Il presidente Maurizio Franzini fissa dei paletti

Roma (AWE/LaPresse) – Nell’erogare il reddito di cittadinanza vi è un “problema di equità che potrebbe essere risolto in diversi modi. In particolare fissando soglie di accesso che tengano conto, oltre che dei diversi livelli di reddito, anche delle condizioni di godimento dell’abitazione”. Che può essere quindi di proprietà (migliorando la situazione economica) o in affitto (peggiorandola). Lo sostiene l’Istat nella relazione presentata oggi alle Commissioni Bilancio di Camera e Senato, riunite a Montecitorio per le audizioni sulla legge di Bilancio.

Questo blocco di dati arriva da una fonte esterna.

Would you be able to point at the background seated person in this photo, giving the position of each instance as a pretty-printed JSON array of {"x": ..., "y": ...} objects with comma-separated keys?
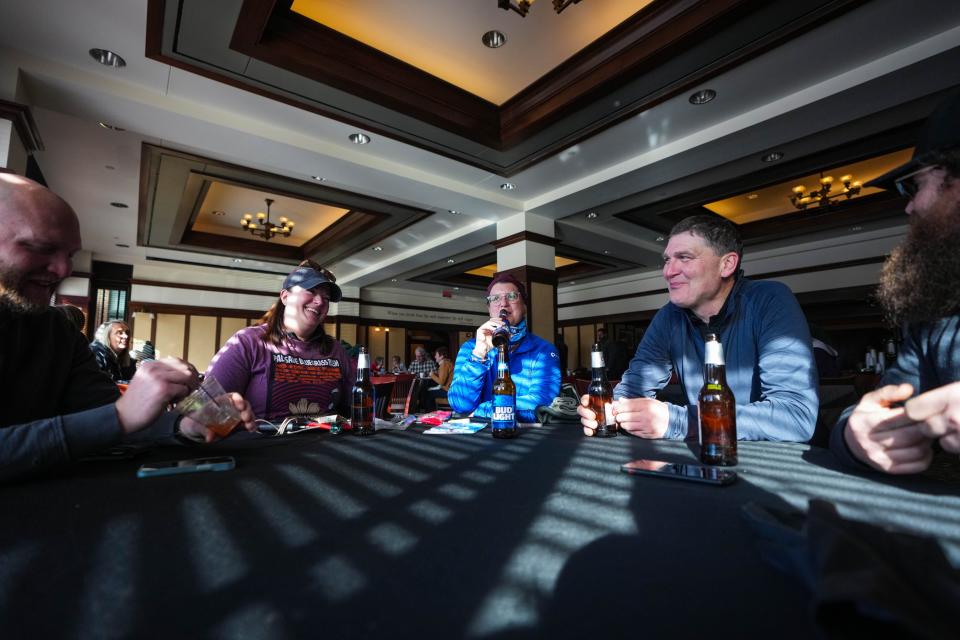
[
  {"x": 534, "y": 363},
  {"x": 441, "y": 380},
  {"x": 766, "y": 345},
  {"x": 287, "y": 365},
  {"x": 893, "y": 429},
  {"x": 111, "y": 347},
  {"x": 65, "y": 408}
]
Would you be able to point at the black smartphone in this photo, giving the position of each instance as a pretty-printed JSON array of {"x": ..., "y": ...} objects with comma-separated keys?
[
  {"x": 173, "y": 467},
  {"x": 680, "y": 471}
]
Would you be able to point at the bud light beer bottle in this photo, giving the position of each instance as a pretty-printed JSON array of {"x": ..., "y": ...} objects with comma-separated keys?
[
  {"x": 503, "y": 422},
  {"x": 601, "y": 395},
  {"x": 718, "y": 414}
]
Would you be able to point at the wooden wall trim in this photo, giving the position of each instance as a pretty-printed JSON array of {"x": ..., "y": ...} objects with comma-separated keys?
[
  {"x": 758, "y": 276},
  {"x": 202, "y": 287}
]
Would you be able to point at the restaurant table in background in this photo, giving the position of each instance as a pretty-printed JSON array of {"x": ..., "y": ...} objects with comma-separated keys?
[{"x": 412, "y": 535}]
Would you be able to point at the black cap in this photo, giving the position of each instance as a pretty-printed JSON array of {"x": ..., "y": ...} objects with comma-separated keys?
[
  {"x": 940, "y": 132},
  {"x": 309, "y": 278}
]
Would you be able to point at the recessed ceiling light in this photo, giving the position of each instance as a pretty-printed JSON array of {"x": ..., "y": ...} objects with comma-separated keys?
[
  {"x": 703, "y": 97},
  {"x": 107, "y": 57},
  {"x": 493, "y": 39}
]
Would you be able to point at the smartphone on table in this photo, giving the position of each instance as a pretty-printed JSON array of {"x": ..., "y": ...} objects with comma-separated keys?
[
  {"x": 196, "y": 465},
  {"x": 680, "y": 471}
]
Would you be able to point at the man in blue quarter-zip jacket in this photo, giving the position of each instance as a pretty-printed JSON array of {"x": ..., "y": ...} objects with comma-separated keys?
[
  {"x": 766, "y": 343},
  {"x": 534, "y": 362}
]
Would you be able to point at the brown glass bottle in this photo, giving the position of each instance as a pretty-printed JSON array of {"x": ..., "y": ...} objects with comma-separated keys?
[
  {"x": 601, "y": 395},
  {"x": 361, "y": 418},
  {"x": 503, "y": 420},
  {"x": 718, "y": 409}
]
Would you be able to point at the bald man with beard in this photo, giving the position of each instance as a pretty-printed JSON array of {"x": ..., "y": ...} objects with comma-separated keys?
[
  {"x": 58, "y": 406},
  {"x": 893, "y": 429}
]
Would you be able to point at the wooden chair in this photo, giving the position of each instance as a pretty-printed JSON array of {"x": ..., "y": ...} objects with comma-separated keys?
[
  {"x": 383, "y": 388},
  {"x": 400, "y": 398}
]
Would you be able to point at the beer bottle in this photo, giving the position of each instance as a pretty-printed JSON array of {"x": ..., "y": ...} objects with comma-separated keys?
[
  {"x": 601, "y": 395},
  {"x": 502, "y": 334},
  {"x": 361, "y": 418},
  {"x": 718, "y": 414},
  {"x": 503, "y": 422}
]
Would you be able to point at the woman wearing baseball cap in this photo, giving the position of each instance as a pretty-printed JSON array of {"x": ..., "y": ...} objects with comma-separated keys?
[{"x": 287, "y": 365}]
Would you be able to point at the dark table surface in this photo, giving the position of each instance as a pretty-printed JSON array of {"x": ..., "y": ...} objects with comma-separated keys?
[{"x": 405, "y": 535}]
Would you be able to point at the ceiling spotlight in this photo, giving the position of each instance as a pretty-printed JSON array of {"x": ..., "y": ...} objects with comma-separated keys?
[
  {"x": 703, "y": 97},
  {"x": 107, "y": 58},
  {"x": 493, "y": 39}
]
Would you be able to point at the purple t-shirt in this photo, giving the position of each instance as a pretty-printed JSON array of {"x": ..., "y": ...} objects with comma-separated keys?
[{"x": 295, "y": 378}]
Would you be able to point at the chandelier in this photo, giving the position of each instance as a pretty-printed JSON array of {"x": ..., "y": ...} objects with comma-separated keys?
[
  {"x": 523, "y": 6},
  {"x": 801, "y": 199},
  {"x": 266, "y": 229}
]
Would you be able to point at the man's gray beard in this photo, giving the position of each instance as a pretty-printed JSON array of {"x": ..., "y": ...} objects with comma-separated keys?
[{"x": 920, "y": 281}]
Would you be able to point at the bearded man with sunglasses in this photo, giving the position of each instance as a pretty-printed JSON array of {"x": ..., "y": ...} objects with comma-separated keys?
[
  {"x": 894, "y": 428},
  {"x": 534, "y": 362}
]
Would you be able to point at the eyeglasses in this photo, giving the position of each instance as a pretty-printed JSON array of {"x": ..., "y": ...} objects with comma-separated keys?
[
  {"x": 907, "y": 185},
  {"x": 511, "y": 296}
]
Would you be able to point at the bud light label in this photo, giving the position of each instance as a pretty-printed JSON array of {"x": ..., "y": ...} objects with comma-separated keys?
[{"x": 504, "y": 416}]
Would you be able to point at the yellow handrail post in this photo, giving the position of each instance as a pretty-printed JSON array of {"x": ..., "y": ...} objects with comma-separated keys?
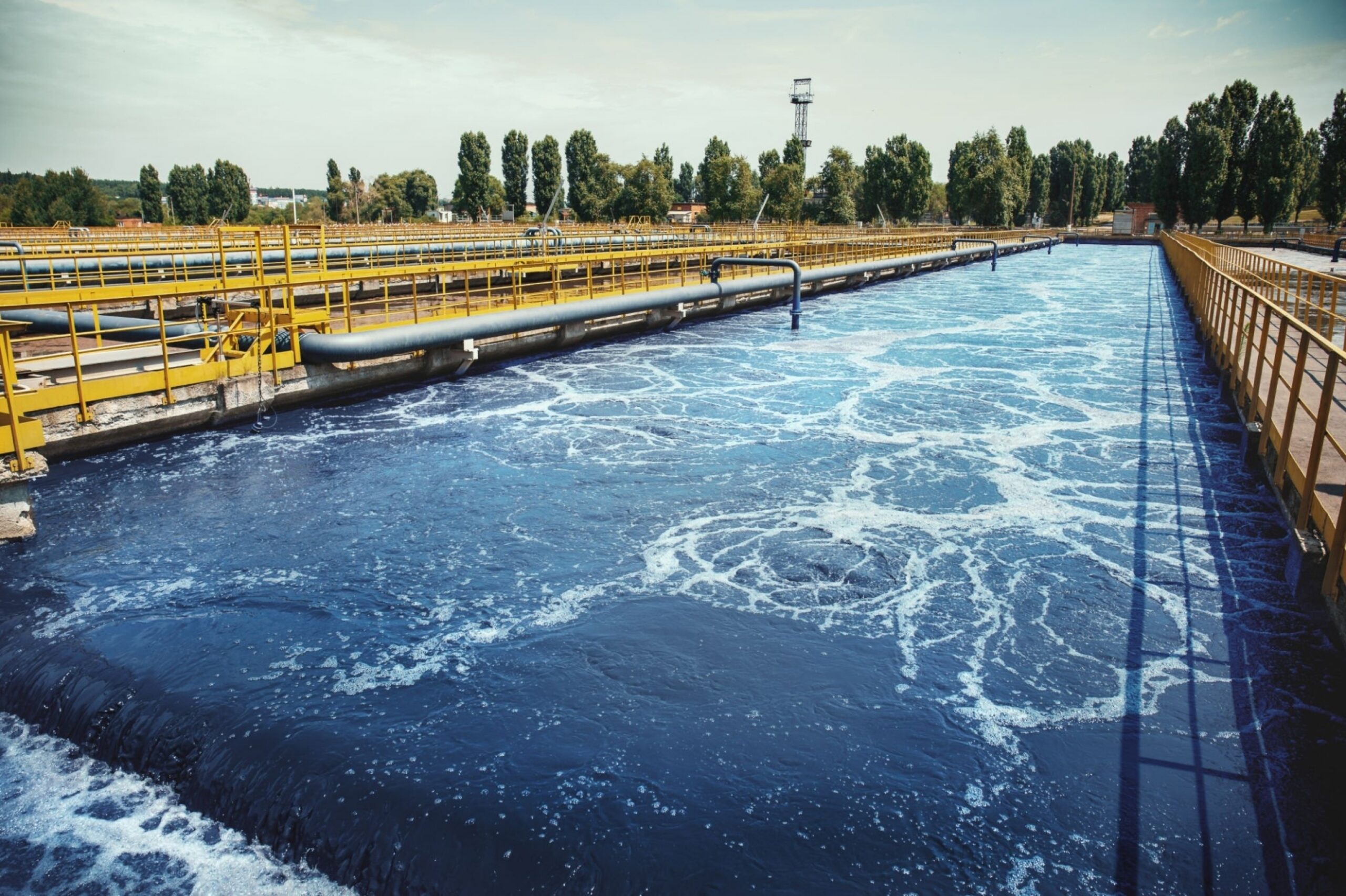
[
  {"x": 11, "y": 376},
  {"x": 84, "y": 416},
  {"x": 164, "y": 347}
]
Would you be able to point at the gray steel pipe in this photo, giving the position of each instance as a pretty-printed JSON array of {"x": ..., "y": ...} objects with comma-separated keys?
[
  {"x": 995, "y": 246},
  {"x": 443, "y": 334},
  {"x": 1052, "y": 241},
  {"x": 766, "y": 263},
  {"x": 348, "y": 255}
]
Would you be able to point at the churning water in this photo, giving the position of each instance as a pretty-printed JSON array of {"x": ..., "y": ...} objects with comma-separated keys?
[{"x": 962, "y": 589}]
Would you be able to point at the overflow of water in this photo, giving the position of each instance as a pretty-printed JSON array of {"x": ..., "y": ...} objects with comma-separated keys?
[{"x": 962, "y": 587}]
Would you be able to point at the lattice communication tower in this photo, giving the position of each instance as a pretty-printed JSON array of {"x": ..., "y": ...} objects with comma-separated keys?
[{"x": 801, "y": 96}]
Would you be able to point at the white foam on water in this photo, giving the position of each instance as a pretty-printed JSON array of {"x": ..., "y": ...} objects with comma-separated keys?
[{"x": 69, "y": 822}]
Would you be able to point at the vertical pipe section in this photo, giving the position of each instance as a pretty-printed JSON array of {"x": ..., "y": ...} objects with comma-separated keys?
[
  {"x": 995, "y": 248},
  {"x": 796, "y": 303}
]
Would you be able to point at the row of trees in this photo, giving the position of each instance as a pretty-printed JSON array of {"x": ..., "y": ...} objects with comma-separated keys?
[
  {"x": 1002, "y": 183},
  {"x": 39, "y": 201},
  {"x": 1243, "y": 155},
  {"x": 402, "y": 197},
  {"x": 894, "y": 183},
  {"x": 197, "y": 195}
]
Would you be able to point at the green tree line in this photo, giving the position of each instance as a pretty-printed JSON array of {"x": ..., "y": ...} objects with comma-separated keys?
[{"x": 1241, "y": 155}]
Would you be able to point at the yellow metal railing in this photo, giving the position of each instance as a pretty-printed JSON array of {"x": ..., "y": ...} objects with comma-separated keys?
[
  {"x": 1283, "y": 373},
  {"x": 247, "y": 306},
  {"x": 1309, "y": 295}
]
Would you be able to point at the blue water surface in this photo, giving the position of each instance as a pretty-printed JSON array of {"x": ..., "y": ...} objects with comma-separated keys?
[{"x": 962, "y": 589}]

Il presidente Maurizio Franzini fissa dei paletti

Durante l’audizione, il presidente facente funzioni dell’Istat Maurizio Franzini, ha sottolineato infatti come “la quota di famiglie affittuarie in povertà assoluta è particolarmente elevata nei centri metropolitani (64,1%) e nel Nord del Paese (50,6%)”. La spesa media effettiva per affitto delle famiglie in povertà assoluta è pari a 310 euro (357 euro Nord; 384 Centro; 230 Mezzogiorno).

L’Istat spiega che le famiglie in povertà assoluta che non sono in affitto (56,3%) si dividono in due sottogruppi. Coloro che abitano in case di proprietà (40,7%) e coloro che hanno case in usufrutto o in uso gratuito (15,6%). Tra le famiglie che vivono in una casa di proprietà, quasi una su cinque paga un mutuo. Di importo mensile medio pari a 525 euro (564 euro Nord; 480 euro Centro, 387 euro Mezzogiorno)”.

“Il titolo di godimento dell’abitazione incide in misura rilevante sulle condizioni di vita. Poiché il canone sottrae risorse che potrebbero essere destinate ad altre spese necessarie”, sottolinea la relazione dell’Istat.